Cette décision et d’autres décisions récentes démontrent que la nuisance publique reste vulnérable à la contestation en amont. Les défenderesses et leurs équipes juridiques doivent agir en amont en repérant les risques et en examinant toutes les options pour réagir rapidement dès les premières phases d’un litige potentiel.


  1. Valeant Canada LP/Valeant Canada S.E.C. v. British Columbia, 2022 BCCA 366, paragr. 30.
  2. Ontario (Attorney General) v. Dieleman, 1994 CanLII 7509, paragr. 474
  3. Valeant Canada LP/Valeant Canada S.E.C. v. British Columbia, 2022 BCCA 366, paragr. 184.

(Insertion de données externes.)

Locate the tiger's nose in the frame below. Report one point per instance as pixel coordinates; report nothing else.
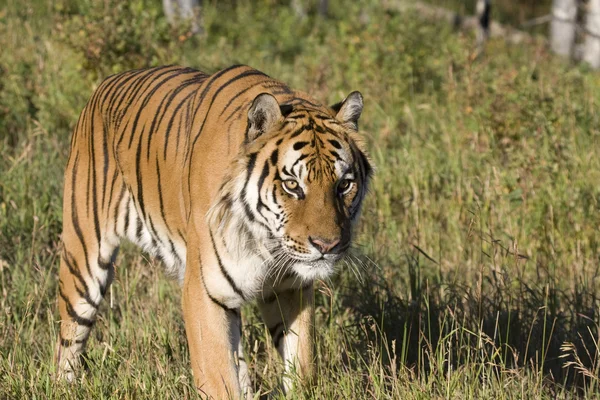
(323, 245)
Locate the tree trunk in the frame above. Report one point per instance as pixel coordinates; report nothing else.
(483, 10)
(591, 51)
(178, 11)
(562, 28)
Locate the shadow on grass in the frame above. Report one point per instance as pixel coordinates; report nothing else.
(501, 323)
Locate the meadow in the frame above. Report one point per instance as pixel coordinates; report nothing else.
(478, 249)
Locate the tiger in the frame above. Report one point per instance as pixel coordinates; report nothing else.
(246, 190)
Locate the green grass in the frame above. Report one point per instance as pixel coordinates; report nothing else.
(479, 242)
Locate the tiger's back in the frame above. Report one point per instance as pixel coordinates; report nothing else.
(152, 156)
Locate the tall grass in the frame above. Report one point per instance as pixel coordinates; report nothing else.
(478, 248)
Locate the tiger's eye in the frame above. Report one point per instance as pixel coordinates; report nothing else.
(290, 184)
(344, 186)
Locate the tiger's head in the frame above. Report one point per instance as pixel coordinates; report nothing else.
(302, 178)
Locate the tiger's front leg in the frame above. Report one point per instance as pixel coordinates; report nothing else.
(211, 330)
(289, 316)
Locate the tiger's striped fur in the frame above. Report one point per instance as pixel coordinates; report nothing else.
(245, 189)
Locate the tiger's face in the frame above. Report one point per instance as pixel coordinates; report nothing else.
(309, 178)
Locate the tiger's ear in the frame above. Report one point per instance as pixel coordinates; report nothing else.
(264, 113)
(349, 110)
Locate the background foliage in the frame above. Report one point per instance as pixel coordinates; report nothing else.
(478, 249)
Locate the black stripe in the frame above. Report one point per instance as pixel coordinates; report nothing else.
(299, 145)
(74, 270)
(224, 271)
(117, 209)
(207, 112)
(69, 342)
(214, 300)
(278, 337)
(163, 107)
(274, 329)
(160, 199)
(148, 97)
(74, 218)
(72, 313)
(183, 102)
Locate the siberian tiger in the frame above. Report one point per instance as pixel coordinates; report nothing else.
(245, 189)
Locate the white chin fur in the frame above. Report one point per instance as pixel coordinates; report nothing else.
(310, 271)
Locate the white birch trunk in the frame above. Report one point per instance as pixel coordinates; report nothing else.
(562, 28)
(483, 10)
(591, 49)
(178, 11)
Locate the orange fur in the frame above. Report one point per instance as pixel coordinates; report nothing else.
(244, 188)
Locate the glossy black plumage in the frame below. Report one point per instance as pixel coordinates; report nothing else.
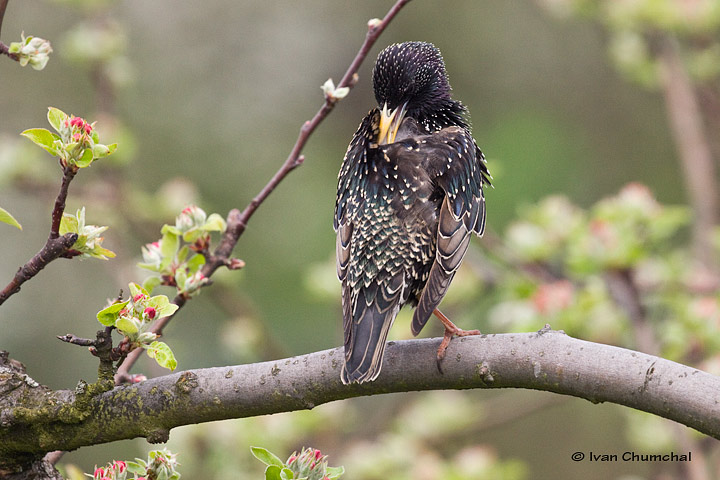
(410, 194)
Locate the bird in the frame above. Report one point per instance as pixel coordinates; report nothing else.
(409, 198)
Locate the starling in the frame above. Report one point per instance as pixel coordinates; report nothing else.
(410, 194)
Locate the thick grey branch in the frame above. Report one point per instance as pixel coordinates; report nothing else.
(546, 360)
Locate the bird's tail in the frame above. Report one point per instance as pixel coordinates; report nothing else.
(367, 323)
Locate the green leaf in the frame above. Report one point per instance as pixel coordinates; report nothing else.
(99, 150)
(162, 305)
(126, 326)
(101, 253)
(151, 282)
(107, 316)
(169, 245)
(162, 354)
(194, 264)
(86, 159)
(43, 138)
(56, 117)
(214, 223)
(334, 472)
(138, 468)
(272, 473)
(136, 289)
(5, 217)
(266, 456)
(68, 224)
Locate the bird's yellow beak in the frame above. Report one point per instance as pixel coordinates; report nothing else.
(390, 123)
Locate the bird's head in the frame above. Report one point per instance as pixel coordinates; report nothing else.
(409, 79)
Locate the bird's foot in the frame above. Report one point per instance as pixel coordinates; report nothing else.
(451, 330)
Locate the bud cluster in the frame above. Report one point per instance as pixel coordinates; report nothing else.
(33, 51)
(177, 258)
(134, 317)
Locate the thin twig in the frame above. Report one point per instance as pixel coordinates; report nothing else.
(686, 125)
(68, 174)
(75, 340)
(237, 221)
(56, 246)
(625, 293)
(53, 248)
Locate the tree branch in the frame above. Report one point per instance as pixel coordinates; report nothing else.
(547, 360)
(237, 221)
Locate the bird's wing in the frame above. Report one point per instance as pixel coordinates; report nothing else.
(372, 285)
(457, 167)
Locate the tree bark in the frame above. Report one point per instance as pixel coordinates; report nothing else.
(547, 360)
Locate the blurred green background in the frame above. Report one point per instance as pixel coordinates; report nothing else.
(214, 92)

  4. Association québécoise de lutte contre la pollution atmosphérique c. Volkswagen Group Canada Inc., 2018 QCCS 174, demande de permission d’appeler à la Cour d’appel du Québec rejetée, 2018 QCCA 1034, rejet de la demande de permission d’appeler confirmé par la Cour suprême du Canada, 2019 CSC 53.
  5. Price v. Smith & Wesson Corp., 2021 ONSC 1114.
  6. Valeant Canada LP/Valeant Canada S.E.C. v. British Columbia, 2022 BCCA 366.
  7. Sanis Health Inc. c. Colombie-Britannique, 2024 CSC 40.
  8. Notice of Civil Claim, HMK v. 3M Company and others, Vancouver Registry S-244145, paragr. 130 et 133.
  9. Statement of Claim, Mead v. 3M Company et al., no de dossier CV-24-00126358-000, paragr. 72; Notice of Civil Claim, Lynch v. 3M Company and others, Vancouver Registry S-246407, paragr. 70.
  10. Demande d’autorisation, Girard v. 3M Company et al., District de Montreal No.: 500-06-001320-247.
  11. Voir par exemple la récente action en nuisance publique intentée par l’État de Californie contre Exxon Mobil concernant la promotion alléguée de plastiques à usage unique : California v. Exxon Mobil Corporation.
  12. Statement of Claim, Toronto District School Board v. Meta Platforms Inc. et al., Court File No. CV-24-00717353-000, paragr. 310.
  13. Valeant Canada LP/Valeant Canada S.E.C. v. British Columbia, 2022 BCCA 366, paragr. 204.